I’ve briefly written about ways to combat overfitting in the post here when I wrote about regularization. In that post, I talked a bit on L1 and L2 regularization, and the brief difference between them. In this post, I’m going to do a deep dive into the differences. This article is an excellent resource in helping me understand it, so if you want an even better explanation, go here!
When we use regularization, we’re adding a penalty to the loss function to reduce amount of noise the model would learn. The penalty you add can either be an L1 (Or Lasso), which is the absolute value of the coefficients, or an L2 (Or Ridge), which the square of the value of the coefficients.
The motivation for adding the penalties to the loss function is to constrain the growth of the coefficients, that may be negatively impacted by outlier data. If we do not add regularization, the coefficients for the features may grow in an uncontrolled manner to find the “perfect” fit for the training data, which is the hallmark of overfitting.
In L1 Regularization, the penalty we’re adding is the absolute value of the coefficients.
In the image above, the use Residual Sum Squares (RSS) as the chosen loss function to train our model weights. The regularization factor we add at the end is the sum of the absolute value of each of the coefficients predicted, multiplied by lambda, which is the L1 value.

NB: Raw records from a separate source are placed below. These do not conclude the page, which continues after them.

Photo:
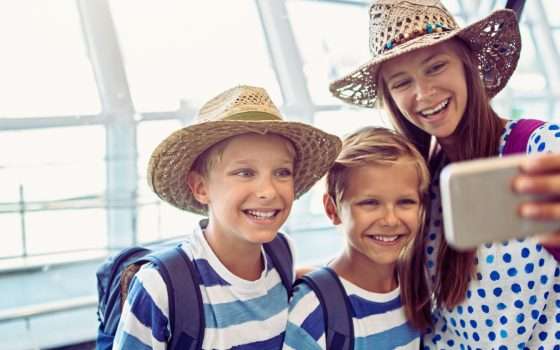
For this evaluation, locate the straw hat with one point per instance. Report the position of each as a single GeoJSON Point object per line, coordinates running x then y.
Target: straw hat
{"type": "Point", "coordinates": [398, 26]}
{"type": "Point", "coordinates": [240, 110]}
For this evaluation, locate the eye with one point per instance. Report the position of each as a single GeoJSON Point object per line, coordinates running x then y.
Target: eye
{"type": "Point", "coordinates": [437, 67]}
{"type": "Point", "coordinates": [407, 202]}
{"type": "Point", "coordinates": [368, 202]}
{"type": "Point", "coordinates": [284, 172]}
{"type": "Point", "coordinates": [401, 84]}
{"type": "Point", "coordinates": [245, 172]}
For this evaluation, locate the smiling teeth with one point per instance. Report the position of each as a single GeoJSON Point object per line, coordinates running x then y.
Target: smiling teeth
{"type": "Point", "coordinates": [262, 214]}
{"type": "Point", "coordinates": [386, 238]}
{"type": "Point", "coordinates": [436, 109]}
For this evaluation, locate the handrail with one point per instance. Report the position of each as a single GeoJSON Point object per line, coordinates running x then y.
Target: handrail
{"type": "Point", "coordinates": [23, 312]}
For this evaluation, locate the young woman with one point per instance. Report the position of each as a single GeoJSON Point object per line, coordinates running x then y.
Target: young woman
{"type": "Point", "coordinates": [436, 80]}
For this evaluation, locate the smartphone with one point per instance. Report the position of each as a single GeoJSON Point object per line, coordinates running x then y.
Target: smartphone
{"type": "Point", "coordinates": [479, 205]}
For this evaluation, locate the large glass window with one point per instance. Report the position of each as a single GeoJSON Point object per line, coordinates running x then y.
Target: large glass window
{"type": "Point", "coordinates": [45, 70]}
{"type": "Point", "coordinates": [52, 183]}
{"type": "Point", "coordinates": [179, 53]}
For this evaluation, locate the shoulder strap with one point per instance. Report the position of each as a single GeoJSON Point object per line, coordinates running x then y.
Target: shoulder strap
{"type": "Point", "coordinates": [519, 137]}
{"type": "Point", "coordinates": [185, 301]}
{"type": "Point", "coordinates": [279, 251]}
{"type": "Point", "coordinates": [336, 307]}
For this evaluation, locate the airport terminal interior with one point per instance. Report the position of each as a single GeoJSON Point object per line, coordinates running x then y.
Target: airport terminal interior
{"type": "Point", "coordinates": [88, 88]}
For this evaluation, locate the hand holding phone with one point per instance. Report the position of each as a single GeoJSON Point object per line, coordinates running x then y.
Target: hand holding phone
{"type": "Point", "coordinates": [479, 205]}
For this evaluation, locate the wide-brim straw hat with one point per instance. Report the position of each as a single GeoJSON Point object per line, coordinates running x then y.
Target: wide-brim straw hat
{"type": "Point", "coordinates": [237, 111]}
{"type": "Point", "coordinates": [398, 26]}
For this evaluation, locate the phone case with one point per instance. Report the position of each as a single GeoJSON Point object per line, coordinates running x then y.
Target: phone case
{"type": "Point", "coordinates": [479, 205]}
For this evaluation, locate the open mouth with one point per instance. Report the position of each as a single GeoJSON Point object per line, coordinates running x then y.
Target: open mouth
{"type": "Point", "coordinates": [386, 239]}
{"type": "Point", "coordinates": [262, 215]}
{"type": "Point", "coordinates": [428, 112]}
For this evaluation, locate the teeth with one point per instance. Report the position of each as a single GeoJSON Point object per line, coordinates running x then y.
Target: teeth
{"type": "Point", "coordinates": [261, 214]}
{"type": "Point", "coordinates": [436, 109]}
{"type": "Point", "coordinates": [386, 238]}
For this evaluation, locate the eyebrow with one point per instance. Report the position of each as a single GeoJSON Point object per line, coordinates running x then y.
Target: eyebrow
{"type": "Point", "coordinates": [424, 61]}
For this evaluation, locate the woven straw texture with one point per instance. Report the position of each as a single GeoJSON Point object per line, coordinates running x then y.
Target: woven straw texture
{"type": "Point", "coordinates": [237, 111]}
{"type": "Point", "coordinates": [495, 42]}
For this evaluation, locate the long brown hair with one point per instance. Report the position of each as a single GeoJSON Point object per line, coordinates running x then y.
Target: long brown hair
{"type": "Point", "coordinates": [479, 134]}
{"type": "Point", "coordinates": [381, 146]}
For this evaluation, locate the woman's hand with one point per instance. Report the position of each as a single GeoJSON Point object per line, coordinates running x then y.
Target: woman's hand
{"type": "Point", "coordinates": [541, 176]}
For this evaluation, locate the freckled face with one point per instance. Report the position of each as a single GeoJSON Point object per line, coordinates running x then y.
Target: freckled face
{"type": "Point", "coordinates": [380, 210]}
{"type": "Point", "coordinates": [250, 189]}
{"type": "Point", "coordinates": [429, 88]}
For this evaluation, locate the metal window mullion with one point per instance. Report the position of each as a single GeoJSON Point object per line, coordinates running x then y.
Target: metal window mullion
{"type": "Point", "coordinates": [288, 66]}
{"type": "Point", "coordinates": [117, 106]}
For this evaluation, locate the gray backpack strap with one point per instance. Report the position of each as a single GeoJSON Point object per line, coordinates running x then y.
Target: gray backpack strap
{"type": "Point", "coordinates": [339, 329]}
{"type": "Point", "coordinates": [279, 252]}
{"type": "Point", "coordinates": [186, 314]}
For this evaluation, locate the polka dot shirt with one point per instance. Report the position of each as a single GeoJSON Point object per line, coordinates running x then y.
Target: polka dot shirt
{"type": "Point", "coordinates": [513, 302]}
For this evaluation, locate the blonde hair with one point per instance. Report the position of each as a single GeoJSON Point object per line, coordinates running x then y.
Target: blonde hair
{"type": "Point", "coordinates": [478, 133]}
{"type": "Point", "coordinates": [373, 145]}
{"type": "Point", "coordinates": [381, 146]}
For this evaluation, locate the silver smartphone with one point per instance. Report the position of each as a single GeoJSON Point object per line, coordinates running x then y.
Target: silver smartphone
{"type": "Point", "coordinates": [479, 205]}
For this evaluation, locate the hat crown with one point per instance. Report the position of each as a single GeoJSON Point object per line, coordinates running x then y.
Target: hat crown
{"type": "Point", "coordinates": [393, 21]}
{"type": "Point", "coordinates": [237, 103]}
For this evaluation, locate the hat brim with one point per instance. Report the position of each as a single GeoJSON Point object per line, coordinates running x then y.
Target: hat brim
{"type": "Point", "coordinates": [495, 42]}
{"type": "Point", "coordinates": [172, 160]}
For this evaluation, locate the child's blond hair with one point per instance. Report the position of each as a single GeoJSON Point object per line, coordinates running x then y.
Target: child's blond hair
{"type": "Point", "coordinates": [381, 146]}
{"type": "Point", "coordinates": [377, 146]}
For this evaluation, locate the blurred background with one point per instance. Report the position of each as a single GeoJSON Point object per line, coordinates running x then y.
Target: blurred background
{"type": "Point", "coordinates": [88, 88]}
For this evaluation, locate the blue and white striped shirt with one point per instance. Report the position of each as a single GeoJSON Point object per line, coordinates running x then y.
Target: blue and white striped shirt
{"type": "Point", "coordinates": [379, 320]}
{"type": "Point", "coordinates": [239, 314]}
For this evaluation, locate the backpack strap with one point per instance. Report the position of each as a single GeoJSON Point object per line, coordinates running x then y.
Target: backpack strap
{"type": "Point", "coordinates": [518, 139]}
{"type": "Point", "coordinates": [339, 328]}
{"type": "Point", "coordinates": [279, 252]}
{"type": "Point", "coordinates": [186, 314]}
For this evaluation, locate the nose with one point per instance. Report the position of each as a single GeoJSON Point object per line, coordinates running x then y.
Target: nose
{"type": "Point", "coordinates": [390, 217]}
{"type": "Point", "coordinates": [424, 89]}
{"type": "Point", "coordinates": [266, 188]}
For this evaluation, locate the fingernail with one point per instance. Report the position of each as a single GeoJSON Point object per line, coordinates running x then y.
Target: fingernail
{"type": "Point", "coordinates": [529, 211]}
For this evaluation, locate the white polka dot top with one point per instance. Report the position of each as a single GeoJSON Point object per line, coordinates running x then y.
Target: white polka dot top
{"type": "Point", "coordinates": [513, 302]}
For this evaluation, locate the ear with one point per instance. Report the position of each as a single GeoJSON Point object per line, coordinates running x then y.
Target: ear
{"type": "Point", "coordinates": [197, 185]}
{"type": "Point", "coordinates": [330, 209]}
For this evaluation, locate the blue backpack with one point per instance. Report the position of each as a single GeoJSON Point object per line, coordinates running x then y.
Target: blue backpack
{"type": "Point", "coordinates": [339, 329]}
{"type": "Point", "coordinates": [183, 288]}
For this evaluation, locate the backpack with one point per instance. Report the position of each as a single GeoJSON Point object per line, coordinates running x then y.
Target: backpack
{"type": "Point", "coordinates": [182, 281]}
{"type": "Point", "coordinates": [339, 329]}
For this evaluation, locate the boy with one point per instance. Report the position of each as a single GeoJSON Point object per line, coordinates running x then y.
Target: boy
{"type": "Point", "coordinates": [242, 165]}
{"type": "Point", "coordinates": [376, 194]}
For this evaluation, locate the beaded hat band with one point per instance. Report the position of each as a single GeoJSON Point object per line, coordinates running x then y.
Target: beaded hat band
{"type": "Point", "coordinates": [398, 26]}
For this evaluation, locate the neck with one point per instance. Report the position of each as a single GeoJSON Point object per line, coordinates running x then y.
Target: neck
{"type": "Point", "coordinates": [241, 258]}
{"type": "Point", "coordinates": [365, 273]}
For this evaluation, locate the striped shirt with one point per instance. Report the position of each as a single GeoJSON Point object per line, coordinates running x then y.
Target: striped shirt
{"type": "Point", "coordinates": [379, 320]}
{"type": "Point", "coordinates": [239, 314]}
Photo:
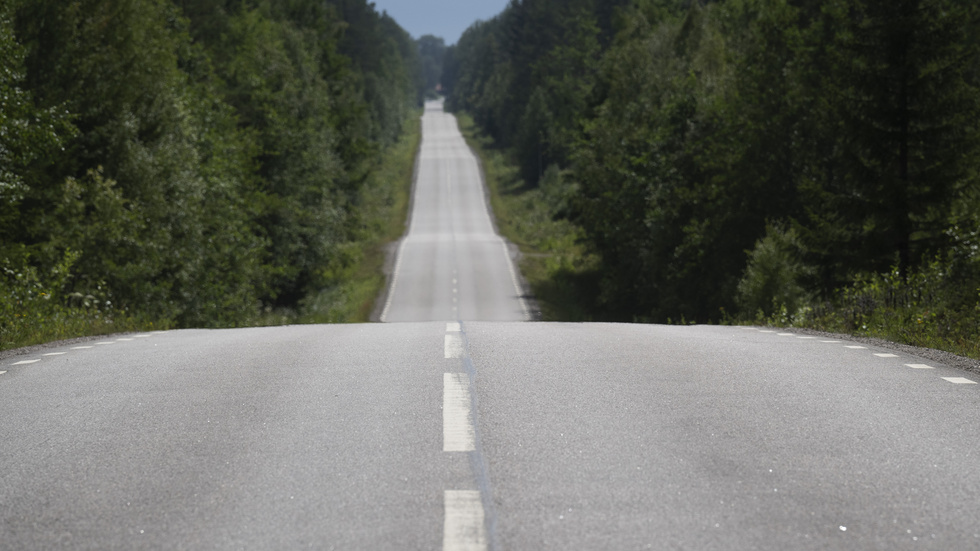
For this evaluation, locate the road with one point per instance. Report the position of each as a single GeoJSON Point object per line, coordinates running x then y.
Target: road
{"type": "Point", "coordinates": [484, 434]}
{"type": "Point", "coordinates": [451, 264]}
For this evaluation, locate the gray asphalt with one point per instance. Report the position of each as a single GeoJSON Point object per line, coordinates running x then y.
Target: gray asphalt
{"type": "Point", "coordinates": [451, 264]}
{"type": "Point", "coordinates": [583, 436]}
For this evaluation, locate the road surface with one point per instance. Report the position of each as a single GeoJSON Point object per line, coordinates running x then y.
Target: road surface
{"type": "Point", "coordinates": [466, 433]}
{"type": "Point", "coordinates": [451, 265]}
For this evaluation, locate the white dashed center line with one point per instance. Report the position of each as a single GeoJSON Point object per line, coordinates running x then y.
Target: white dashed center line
{"type": "Point", "coordinates": [463, 529]}
{"type": "Point", "coordinates": [458, 434]}
{"type": "Point", "coordinates": [454, 346]}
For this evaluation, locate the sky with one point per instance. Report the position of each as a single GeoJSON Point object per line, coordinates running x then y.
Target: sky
{"type": "Point", "coordinates": [443, 18]}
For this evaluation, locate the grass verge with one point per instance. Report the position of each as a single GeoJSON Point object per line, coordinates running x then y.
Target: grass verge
{"type": "Point", "coordinates": [383, 208]}
{"type": "Point", "coordinates": [562, 273]}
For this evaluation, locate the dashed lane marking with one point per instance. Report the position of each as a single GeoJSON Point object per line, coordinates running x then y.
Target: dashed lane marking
{"type": "Point", "coordinates": [453, 346]}
{"type": "Point", "coordinates": [458, 433]}
{"type": "Point", "coordinates": [463, 529]}
{"type": "Point", "coordinates": [959, 380]}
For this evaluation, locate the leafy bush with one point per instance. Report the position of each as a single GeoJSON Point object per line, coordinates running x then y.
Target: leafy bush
{"type": "Point", "coordinates": [773, 279]}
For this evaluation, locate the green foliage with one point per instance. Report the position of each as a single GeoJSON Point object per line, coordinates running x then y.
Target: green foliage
{"type": "Point", "coordinates": [775, 277]}
{"type": "Point", "coordinates": [684, 128]}
{"type": "Point", "coordinates": [559, 269]}
{"type": "Point", "coordinates": [432, 51]}
{"type": "Point", "coordinates": [203, 161]}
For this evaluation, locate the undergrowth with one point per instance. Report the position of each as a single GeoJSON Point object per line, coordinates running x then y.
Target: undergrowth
{"type": "Point", "coordinates": [561, 272]}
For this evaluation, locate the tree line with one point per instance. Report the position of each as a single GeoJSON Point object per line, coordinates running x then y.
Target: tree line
{"type": "Point", "coordinates": [744, 157]}
{"type": "Point", "coordinates": [196, 161]}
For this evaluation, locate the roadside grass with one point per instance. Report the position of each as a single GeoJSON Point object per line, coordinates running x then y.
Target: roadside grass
{"type": "Point", "coordinates": [929, 309]}
{"type": "Point", "coordinates": [562, 274]}
{"type": "Point", "coordinates": [33, 310]}
{"type": "Point", "coordinates": [384, 209]}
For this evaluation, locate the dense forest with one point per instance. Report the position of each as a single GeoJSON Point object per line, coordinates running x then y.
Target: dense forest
{"type": "Point", "coordinates": [193, 162]}
{"type": "Point", "coordinates": [746, 157]}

When we add this L1 regularization factor, we’re constraining the values of the coefficient growth to a diamond shape model. In the example below, we have 2 coefficients we want to optimize for, b1 and b2. When we use a L1 regularization, the search space for the values of b1 and b2 become bounded in the diamond. When implemented on a loss function which produces the blue/red contour lines, we want to find the point on the diamond that is closest to the minimum point.
We see that in the constrained search space for b1 and b2, the values that are closest to the minimum point of the loss function tends to zero on either b1 or b2. Because of this, L1 regularization tends to produce a set of coefficients that are small, or zero, thereby producing a sparse matrix of coefficients.
L2 regularization on the other hand adds a penalty that is the square of the coefficients
L2 constrains the search space of b1 and b2 in the same way that L1 does, however, the constrains are now a squared of the coefficients. This produces a search space for b1 and b2 that is an ellipse instead of a diamond. The growth of b1 and b2 are thus constrained to be inside the ellipse.
In trying to find the point on the ellipse that is the closest to the minimum point of the loss function, we find that the values of b1 and b2 are mostly non-zero, and lies at the edge of the ellipse. Thus, one of the main differences between and L1 and L2 regularization is that and L1 produces a set of spares matrix of coefficients values, while L2 does not produce a sparse matrix.
Why a Diamond vs Ellipse Search Space?
To understand why an L1 produces a Diamond search space, while and L2 produces an Ellipse, it’s simply the mathematical function of the constrains.
In the image above, we have the loss function (or cost function) depicted in the red lines, and the minimum of the loss function is the point in the center.
When we use L1, or Lasso Regression, we create a search space that is bounded by absolute values of the coefficients, and that produces a box shape. And when we use a L2, or Ridge Regression, we create a search space that is bounded by the square values of the coefficient, thus producing a ellipse shape.
Because the closest point of the search space in a Lasso regression to the minimum of the loss function is likely to be at the edges, most coefficients will end up being zero. The closest point in a Ridge regression to the minimum of the loss function is somewhere on the edge of the ellipse, thus it’s non-zero value for the coefficients.
L1 for Feature Selection
Because the coefficient values for L1 is sparse and mostly zero, we can use it for feature selection. The features that have their coefficients assigned as zero are features that are non-discriminatory, and therefore do not affect the classification process.
When defining a model, we specify an L1 penalty for regularization. After we have trained the model, the Lasso would tell us the values of the coefficient for each feature. Using that, we can remove those features that the Lasso has assigned a zero or small value to, and retrain the model to evaluate if doing so has improved its performance.
Because L2 does not shrink the coefficients of the features to zero, we are unable to use that for filtering features away.
To sum up, regularization is really just constraining the values of the coefficient by defining a search space. When we use L1 regularization, we define a diamond shaped search space, for which the closest point to the minimum is on the edges and therefore producing zero valued coefficients. While when we use L2 regularization, we define a ellipse search space, where the closest point to the minimum is non-zero. We do this constraining so the coefficients do not grow too much, and overfits on the given data.
We can also use sparse matrix output of L1 regularization for feature selection, and remove those features whose coefficients are assigned to zero by the Lasso.